Treatment with DHEA raised the initially low serum concentrations of DHEA, DHEA Sulfate, androstenedione, and testosterone into the normal range; serum concentrations of sex hormone-binding globulin, total cholesterol, and high density lipoprotein cholesterol decreased significantly.
DHEA significantly reduced serum total cholesterol and HDL concentrations. DHEA significantly improved overall well-being as well as scores for depression and anxiety. For the global severity index, the mean (+/-SD) change from baseline was -0.18 +/-0.29 after four months of DHEA therapy, as compared with 0.03 +/-0.29 after four months of placebo (P = 0.02). As compared with placebo, DHEA significantly increased the frequency of sexual thoughts (P = 0.0006), sexual interest (P = 0.002), and satisfaction with both mental and physical aspects of sexuality (P = 0.0009 and P = 0.02, respectively). Five of the 24 women reported greasy skin, acne, and increased growth of body hair.
We conclude that DHEA improves well-being and sexuality in women with adrenal insufficiency.
This well-designed, carefully performed, double-blind study by German investigators raises the bar for evidence-based research in alternative medicine. As O’Mathúna reported last month, the FDA categorized DHEA as an unapproved drug in 1985, making it available only by prescription. The 1994 Dietary Supplement Health and Education Act reclassified it as a dietary supplement. Since then, its popularity has exploded. Unfortunately, DHEA supplementation cannot be recommended as an evidence-based therapeutic option for relief of menopausal symptoms. (See Alternative Medicine Alert, October 1999, pp. 113-116.)
But DHEA did wonders for constitutional signs of adrenal insufficiency. And its supplementation is pharmacologic replacement: The adrenal cortex does normally secrete DHEA and DHEA Sulfate.

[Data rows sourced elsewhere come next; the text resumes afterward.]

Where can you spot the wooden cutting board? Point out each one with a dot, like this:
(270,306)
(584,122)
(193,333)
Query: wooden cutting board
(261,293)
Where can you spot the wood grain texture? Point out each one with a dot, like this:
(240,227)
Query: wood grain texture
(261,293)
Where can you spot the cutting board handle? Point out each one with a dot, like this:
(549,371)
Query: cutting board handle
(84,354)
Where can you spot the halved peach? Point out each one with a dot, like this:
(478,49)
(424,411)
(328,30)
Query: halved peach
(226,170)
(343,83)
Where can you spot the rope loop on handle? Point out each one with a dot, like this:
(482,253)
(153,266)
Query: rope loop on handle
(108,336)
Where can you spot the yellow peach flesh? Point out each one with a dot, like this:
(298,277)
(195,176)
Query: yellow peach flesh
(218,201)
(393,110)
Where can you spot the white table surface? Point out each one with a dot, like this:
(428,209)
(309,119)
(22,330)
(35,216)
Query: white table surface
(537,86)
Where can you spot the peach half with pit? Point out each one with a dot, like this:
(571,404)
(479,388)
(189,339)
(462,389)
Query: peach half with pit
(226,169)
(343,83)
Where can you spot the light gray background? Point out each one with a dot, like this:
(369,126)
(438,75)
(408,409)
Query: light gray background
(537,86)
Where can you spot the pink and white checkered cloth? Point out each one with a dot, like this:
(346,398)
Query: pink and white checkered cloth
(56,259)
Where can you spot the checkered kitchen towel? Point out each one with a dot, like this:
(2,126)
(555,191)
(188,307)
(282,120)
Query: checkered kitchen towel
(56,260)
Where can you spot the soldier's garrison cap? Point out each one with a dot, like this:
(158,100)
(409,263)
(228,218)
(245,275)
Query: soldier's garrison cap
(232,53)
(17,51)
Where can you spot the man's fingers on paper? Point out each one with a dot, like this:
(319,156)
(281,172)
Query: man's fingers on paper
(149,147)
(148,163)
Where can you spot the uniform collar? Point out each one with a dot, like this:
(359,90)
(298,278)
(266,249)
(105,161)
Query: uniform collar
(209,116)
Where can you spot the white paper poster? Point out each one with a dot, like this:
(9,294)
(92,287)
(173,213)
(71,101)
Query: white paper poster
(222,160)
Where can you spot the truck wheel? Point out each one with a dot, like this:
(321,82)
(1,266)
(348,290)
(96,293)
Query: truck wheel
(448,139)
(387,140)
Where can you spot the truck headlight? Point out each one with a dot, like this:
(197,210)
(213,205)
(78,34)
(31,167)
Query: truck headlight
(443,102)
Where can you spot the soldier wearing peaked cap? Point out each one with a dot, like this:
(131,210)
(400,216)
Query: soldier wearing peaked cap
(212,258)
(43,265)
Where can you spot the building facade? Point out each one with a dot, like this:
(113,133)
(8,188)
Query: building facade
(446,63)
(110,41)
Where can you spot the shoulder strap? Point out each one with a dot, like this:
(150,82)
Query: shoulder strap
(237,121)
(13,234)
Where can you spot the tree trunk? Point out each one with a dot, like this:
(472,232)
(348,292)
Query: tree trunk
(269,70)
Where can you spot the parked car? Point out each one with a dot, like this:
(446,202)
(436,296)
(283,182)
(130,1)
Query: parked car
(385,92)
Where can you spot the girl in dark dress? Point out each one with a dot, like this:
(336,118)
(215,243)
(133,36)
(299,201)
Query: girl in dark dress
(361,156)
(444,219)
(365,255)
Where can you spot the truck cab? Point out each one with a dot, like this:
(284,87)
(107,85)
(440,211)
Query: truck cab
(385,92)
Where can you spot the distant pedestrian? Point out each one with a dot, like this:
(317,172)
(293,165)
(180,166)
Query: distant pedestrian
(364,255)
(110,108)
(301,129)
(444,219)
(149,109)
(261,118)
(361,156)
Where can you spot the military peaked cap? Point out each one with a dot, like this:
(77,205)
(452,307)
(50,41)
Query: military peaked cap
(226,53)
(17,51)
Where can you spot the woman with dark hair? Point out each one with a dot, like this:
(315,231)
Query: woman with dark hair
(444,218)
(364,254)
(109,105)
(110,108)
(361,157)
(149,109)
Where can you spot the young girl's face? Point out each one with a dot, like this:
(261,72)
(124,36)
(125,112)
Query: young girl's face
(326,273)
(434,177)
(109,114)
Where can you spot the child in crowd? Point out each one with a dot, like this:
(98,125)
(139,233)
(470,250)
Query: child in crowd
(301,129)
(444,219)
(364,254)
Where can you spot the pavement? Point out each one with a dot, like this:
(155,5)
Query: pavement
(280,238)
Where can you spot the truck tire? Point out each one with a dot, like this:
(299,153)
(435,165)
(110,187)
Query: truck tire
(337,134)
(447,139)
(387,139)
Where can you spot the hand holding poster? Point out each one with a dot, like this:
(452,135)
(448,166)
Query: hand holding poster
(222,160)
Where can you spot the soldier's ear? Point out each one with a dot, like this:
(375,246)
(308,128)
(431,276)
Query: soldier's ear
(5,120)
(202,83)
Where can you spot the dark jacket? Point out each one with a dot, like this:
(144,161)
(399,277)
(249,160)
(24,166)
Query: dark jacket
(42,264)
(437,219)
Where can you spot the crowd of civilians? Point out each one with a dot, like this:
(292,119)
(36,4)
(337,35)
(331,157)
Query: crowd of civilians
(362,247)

Supplemental corticosteroids are lifesaving in this disease; supplemental DHEA appears to be quality-of-life-saving.
DHEA did not raise estrogen concentrations, did lower HDL levels, and vastly improved the sex lives of these women. As an androgen precursor, could DHEA do so for men too?
DHEA has been evaluated in a double-blind, randomized trial with 40 men (mean age, 56 years), healthy except for erectile dysfunction. The men used 50 mg DHEA daily. Drop-out was high (three taking DHEA; seven on placebo), but those taking DHEA scored higher on all five domains of the International Index of Erectile Function (Reiter WJ, et al. Dehydroepiandrosterone in the treatment of erectile dysfunction: A prospective, double-blind, randomized, placebo-controlled study. Urology 1999;53:590-595).
Whether DHEA should be considered for patients consigned to prolonged high-dose glucocorticoid therapy and patients with postmenopausal osteoporosis awaits similar trials. Healthy men and women will soon order the stuff by the truckload, like Viagra, only cheaper.
Limitations to this study include its short duration and its exclusion of men. It is logical but not demonstrated that the risk of breast (and prostate) cancer increases with DHEA supplementation.
Small doses of DHEA should be part of a therapeutic regimen in primary and secondary adrenal insufficiency. Patients should be closely monitored and screened for androgen-related problems, including cancers.